Burghead Well entrance
Burghead Well entrance

The Aberdeenshire town of Burghead packs a lot of historic interest into a small area. Among the numerous historic remains is a peculiar underground chamber, cut out of the solid rock. Steps lead down below the surface of King Steet to a large, vaulted chamber. At the centre of the chamber is a rectangular cistern, or well, with a raised ledge, or seat, at one side.

The origin of this well has been the subject of a great deal of debate; one theory is that it was made by the Romans, another that it was created by the Danes. Another theory suggests that it was an early Christian baptistry, where local cult figure St Ethan was worshipped.

The well chamber was excavated in 1809, as part of an attempt to create a municipal water supply. The precise nature of the site has been a subject of conjecture and speculation since then. The entire chamber was cut out of solid rock, as was the cistern, which is fed by an underground spring. Both the cistern and the well chamber are rectangular in plan, but with rounded corners.

Entering the well chamber
Entering the well chamber

The chamber walls taper towards the top, almost forming a flattened arch. The upper part of the walls is said to form a frieze, though I found this hard to make out in the gloom.

The entrance arch and barrel-vaulted ceiling were added as part of the 1809 work, and the original stone steps were recut, and new steps added at that time, so what we see is something of a mix of original and 19th-century work.

The well stands within the ancient promontory fort of Burghead. We don't know who built the fort, but it was certainly used by the Picts. The well is unique in Scotland, which makes interpreting the site rather difficult. It is certainly not Roman, probably not a bath, but possibly a baptistry.

Though it may indeed have served as a well, it seems unlikely that the builders went to all this trouble just to create a well, which makes some form of ceremonial use far more likely. Whether that use was secular or religious we simply don't know.

And that's the enjoyable part of Burghead Well; its a mystery!

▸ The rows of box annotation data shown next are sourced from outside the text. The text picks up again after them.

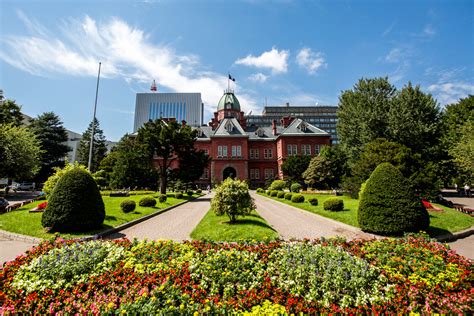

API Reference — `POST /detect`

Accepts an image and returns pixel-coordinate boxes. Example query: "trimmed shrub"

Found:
[158,194,168,203]
[357,163,430,235]
[308,197,318,206]
[291,194,304,203]
[41,168,105,232]
[290,183,303,193]
[323,198,344,212]
[270,180,286,191]
[138,196,156,207]
[120,200,137,213]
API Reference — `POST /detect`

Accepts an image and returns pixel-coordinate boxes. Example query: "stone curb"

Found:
[0,195,205,243]
[434,227,474,242]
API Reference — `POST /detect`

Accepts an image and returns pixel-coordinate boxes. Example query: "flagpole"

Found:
[87,62,102,171]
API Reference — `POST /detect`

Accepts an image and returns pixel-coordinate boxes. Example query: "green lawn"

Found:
[258,193,474,237]
[0,194,198,239]
[191,210,279,241]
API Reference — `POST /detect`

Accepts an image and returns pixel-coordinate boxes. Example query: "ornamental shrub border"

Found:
[0,235,473,315]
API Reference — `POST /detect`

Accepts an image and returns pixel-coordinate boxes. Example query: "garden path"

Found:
[251,192,377,240]
[107,194,211,241]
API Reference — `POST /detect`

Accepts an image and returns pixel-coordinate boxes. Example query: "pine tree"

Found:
[77,119,107,172]
[29,112,70,182]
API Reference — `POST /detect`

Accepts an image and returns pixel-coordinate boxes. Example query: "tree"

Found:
[357,163,430,235]
[77,119,107,172]
[29,112,70,182]
[0,100,23,126]
[337,77,396,160]
[211,178,255,223]
[109,135,158,188]
[281,156,311,184]
[41,168,105,232]
[0,123,42,179]
[303,145,347,189]
[137,119,197,194]
[450,118,474,183]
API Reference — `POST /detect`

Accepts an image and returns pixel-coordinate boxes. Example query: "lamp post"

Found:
[87,62,102,171]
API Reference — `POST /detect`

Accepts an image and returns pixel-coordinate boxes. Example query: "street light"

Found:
[87,62,102,171]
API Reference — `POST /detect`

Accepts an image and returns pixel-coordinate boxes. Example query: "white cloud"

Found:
[428,81,474,105]
[296,47,326,74]
[249,72,268,83]
[0,12,256,112]
[235,47,290,74]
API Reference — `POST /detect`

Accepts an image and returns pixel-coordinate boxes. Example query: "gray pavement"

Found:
[251,192,376,240]
[107,195,211,241]
[0,236,37,267]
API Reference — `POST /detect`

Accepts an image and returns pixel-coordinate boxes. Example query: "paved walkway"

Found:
[0,236,37,267]
[251,192,375,240]
[107,195,211,241]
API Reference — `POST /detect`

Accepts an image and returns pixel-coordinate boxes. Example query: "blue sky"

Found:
[0,0,474,140]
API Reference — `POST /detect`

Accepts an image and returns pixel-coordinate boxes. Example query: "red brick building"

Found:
[196,91,331,187]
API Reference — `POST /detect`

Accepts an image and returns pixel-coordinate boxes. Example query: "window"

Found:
[217,146,227,157]
[250,149,259,159]
[263,148,273,159]
[314,145,320,155]
[232,145,242,157]
[201,168,209,179]
[265,169,273,180]
[301,145,311,156]
[286,145,298,156]
[250,169,260,180]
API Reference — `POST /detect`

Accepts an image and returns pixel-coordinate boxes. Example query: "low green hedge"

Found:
[323,198,344,212]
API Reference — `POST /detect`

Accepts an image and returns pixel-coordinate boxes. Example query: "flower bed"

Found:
[0,236,474,315]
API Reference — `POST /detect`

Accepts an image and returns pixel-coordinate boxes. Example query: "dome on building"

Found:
[217,91,240,112]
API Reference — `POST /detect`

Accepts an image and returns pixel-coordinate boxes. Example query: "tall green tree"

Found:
[29,112,70,182]
[109,135,158,188]
[0,99,23,126]
[137,119,197,194]
[281,155,311,184]
[77,119,107,172]
[0,123,42,180]
[337,77,396,160]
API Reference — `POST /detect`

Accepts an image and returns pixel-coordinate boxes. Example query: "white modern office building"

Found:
[133,93,204,132]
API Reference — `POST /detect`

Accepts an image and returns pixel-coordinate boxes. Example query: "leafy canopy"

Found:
[211,178,255,223]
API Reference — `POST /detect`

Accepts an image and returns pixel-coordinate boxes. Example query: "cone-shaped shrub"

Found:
[357,163,430,235]
[41,168,105,232]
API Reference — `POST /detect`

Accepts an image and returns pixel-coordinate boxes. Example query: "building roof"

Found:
[217,90,240,112]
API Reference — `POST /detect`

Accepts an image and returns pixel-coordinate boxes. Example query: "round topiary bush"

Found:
[138,196,156,207]
[357,163,430,235]
[323,198,344,212]
[41,168,105,232]
[290,183,303,193]
[291,194,304,203]
[120,200,137,213]
[308,197,318,206]
[270,180,286,191]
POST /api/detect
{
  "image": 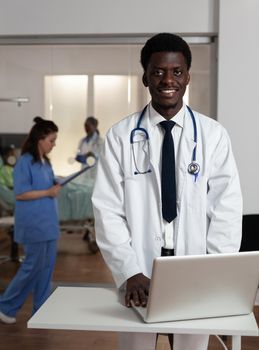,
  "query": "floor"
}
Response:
[0,228,259,350]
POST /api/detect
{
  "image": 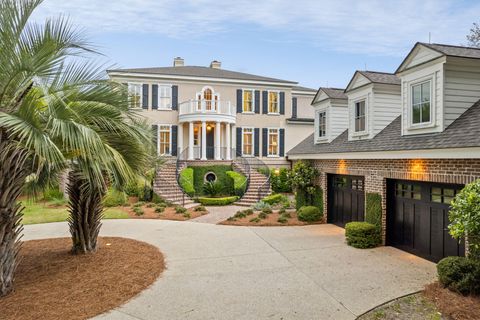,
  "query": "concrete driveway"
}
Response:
[25,220,436,320]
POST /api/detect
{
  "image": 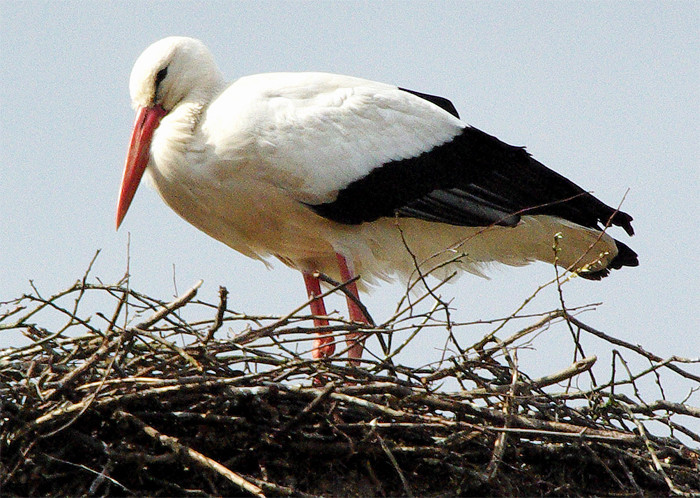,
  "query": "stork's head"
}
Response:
[117,36,223,228]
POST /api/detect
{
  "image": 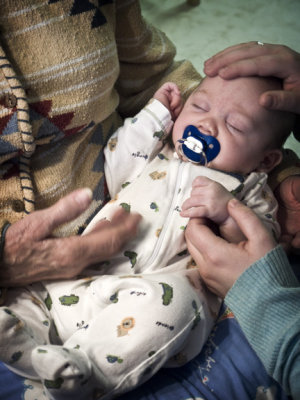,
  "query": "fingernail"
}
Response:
[261,94,273,108]
[228,198,240,207]
[75,188,93,204]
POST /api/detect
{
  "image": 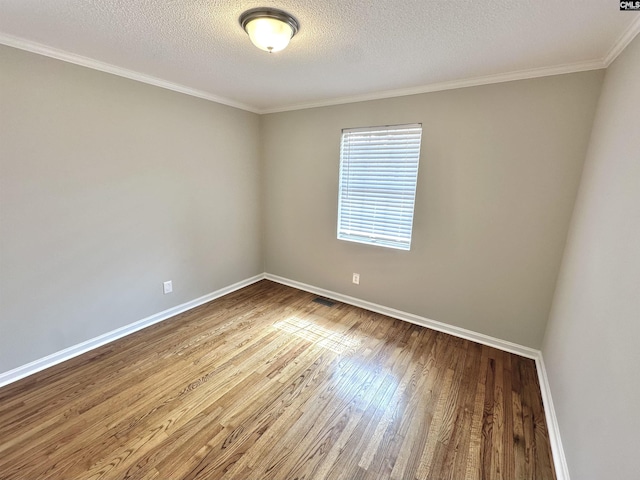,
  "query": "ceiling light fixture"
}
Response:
[240,8,300,53]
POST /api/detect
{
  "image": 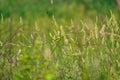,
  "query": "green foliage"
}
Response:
[0,0,120,80]
[0,13,120,80]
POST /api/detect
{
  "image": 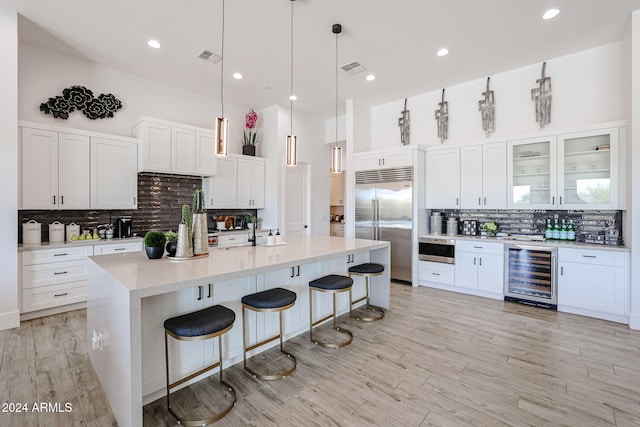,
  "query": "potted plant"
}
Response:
[242,109,258,156]
[144,230,167,259]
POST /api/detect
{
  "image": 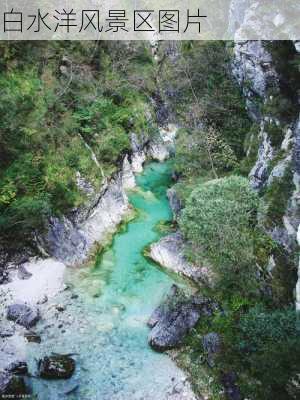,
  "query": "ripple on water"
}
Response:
[29,163,192,400]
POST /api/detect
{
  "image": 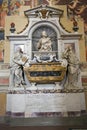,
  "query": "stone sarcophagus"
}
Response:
[24,62,67,84]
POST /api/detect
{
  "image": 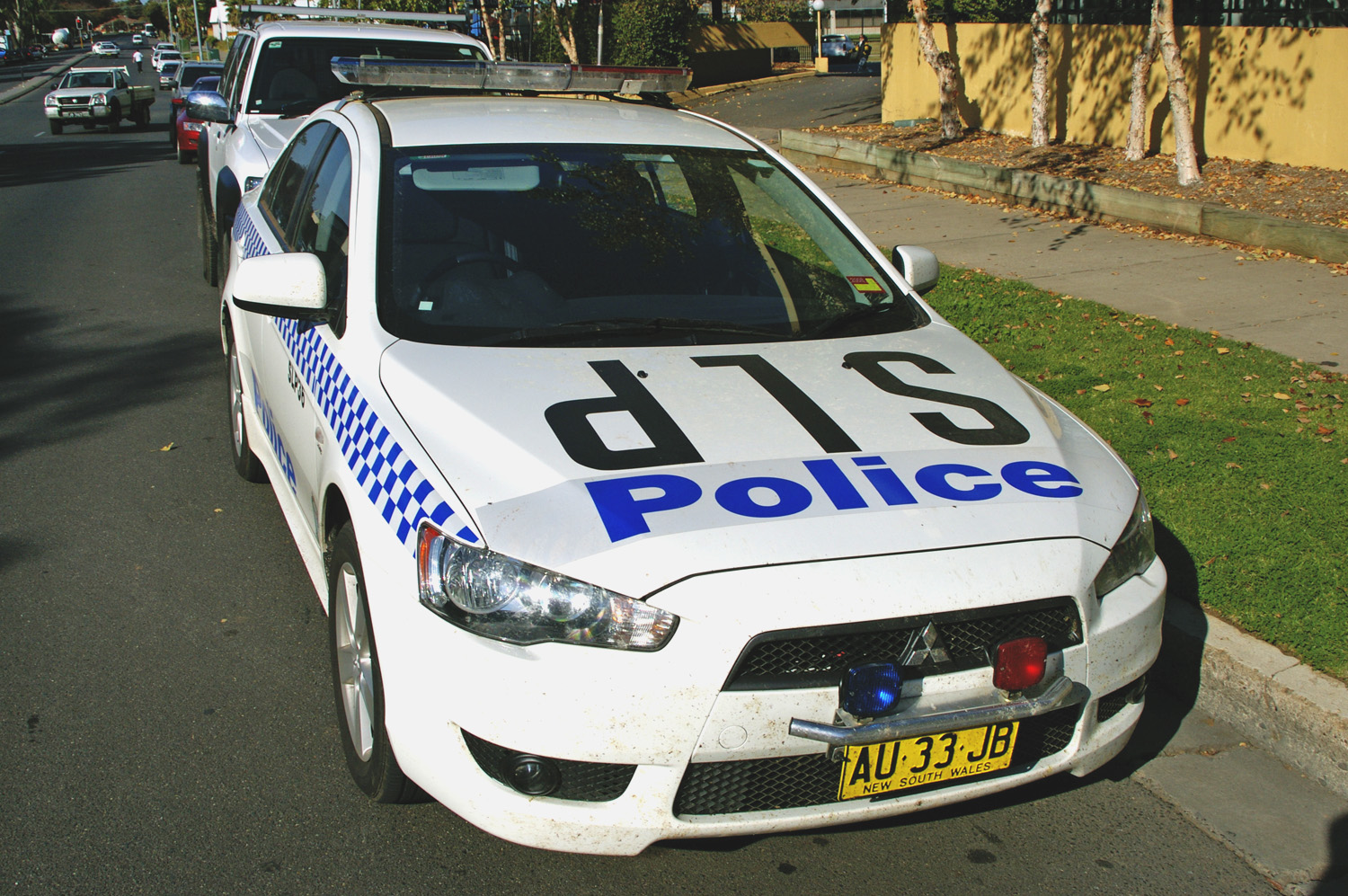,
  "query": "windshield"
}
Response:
[380,146,927,345]
[244,38,487,114]
[61,71,112,87]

You need to get the key before you can view the well. When I visited, the directions to the keyholder's house weren't all that clear, but it proved to be only 60 seconds walk away. The key was inside the keyholder's front porch, and all I had to do was open the porch door, get the key, and sign my name on a check-out sheet. I didn't have to hope the keyholder was at home, which was rather handy! There was even a handy information placard about the well, which gave lots of background historical detail.